Sorry it's so lengthy.

lougle · 21/06/2013 18:41

Yellowtip you are wrong. They do not " have to proceed to stage 2 or the primary issue which needs to be addressed wouldn't be."

The Code specifically says:

"The panel must uphold the appeal at the first stage where:
a) it finds that the admission arrangements did not comply with admissions law or had not been correctly and impartially applied, and the child would have been offered a place if the arrangements had complied or had been correctly and impartially applied;"

Regardless of the prejudice, a mistake had been made and was not corrected quickly enough. That's the bottom line.

Nerfmother · 21/06/2013 18:50

Thanks lougle.
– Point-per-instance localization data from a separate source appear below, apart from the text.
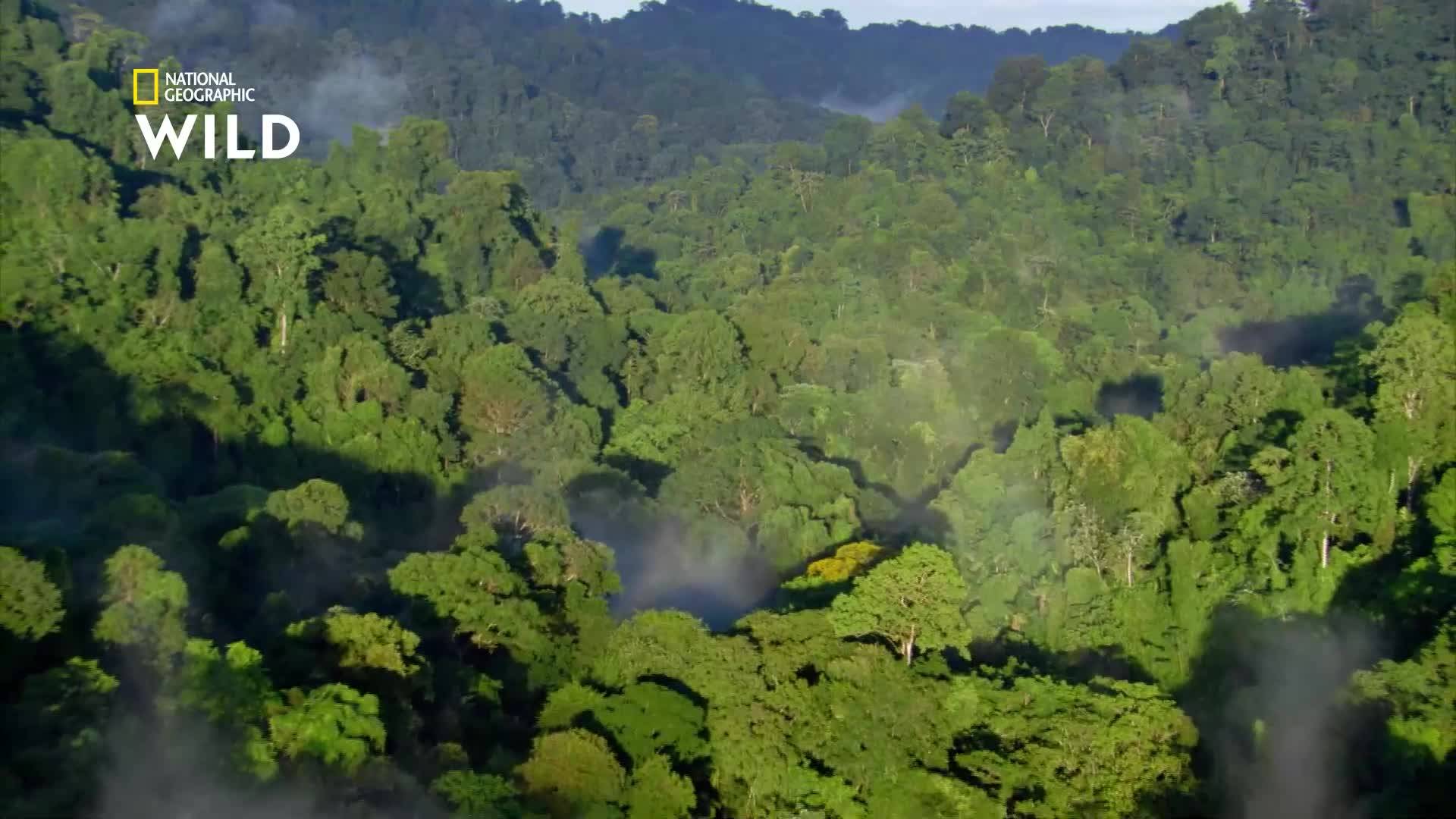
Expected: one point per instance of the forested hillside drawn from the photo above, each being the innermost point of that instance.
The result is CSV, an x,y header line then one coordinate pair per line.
x,y
1084,452
875,69
571,102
Good luck with the new position! Was thinking of applying as its very interesting. Don't think I have time tho.

lougle · 21/06/2013 18:54

Thank you, Nerfmother. I don't think it's too time consuming - there will be a reasonable pool of panel members and I think they try to spread out the cases each member hears, as they know that the position is voluntary and people have commitments.

Nerfmother · 21/06/2013 19:01

Sister does two or three full days a week in appeal season, think she really finds it rewarding

LaVolcan · 21/06/2013 19:06

If the law can dapt to find a common sense solution, it will. It seems to have done so.
Yellowtip I think this statement is debatable. Their actions have cost OP the chance of a decent appeal for her second choice school, which may or may not have been acceptable. OK people will say that she asked to delay the appeal, but in this case the GOV.UK site states "The ?admission authority? for the school (usually the school itself or the council) must give you at least 10 school days notice before the hearing to confirm the date."
So telling her on 2nd May that the appeal for the 2nd choice was going to be on 7th May isn't in accord with that either.

LaVolcan · 21/06/2013 19:07

May or may not have been successful is what I meant to say there.

fiddlyfoodlebird · 21/06/2013 19:38

I agree when yellowtip says "lougle it's not 'quite possible' that the score the DD attained would have got her a place last year or would get her a place next year. The scores remain remarkably constant, apparently. I don't know on what evidence you make that claim, since it's wrong."

Totally irrelevant to the discussion but nonetheless of interest: a score that puts you 188th on the waiting list, is highly unlikely to get you a place in any year. I can say that qualifying scores this year, for one particular super selective, have been higher than previous years.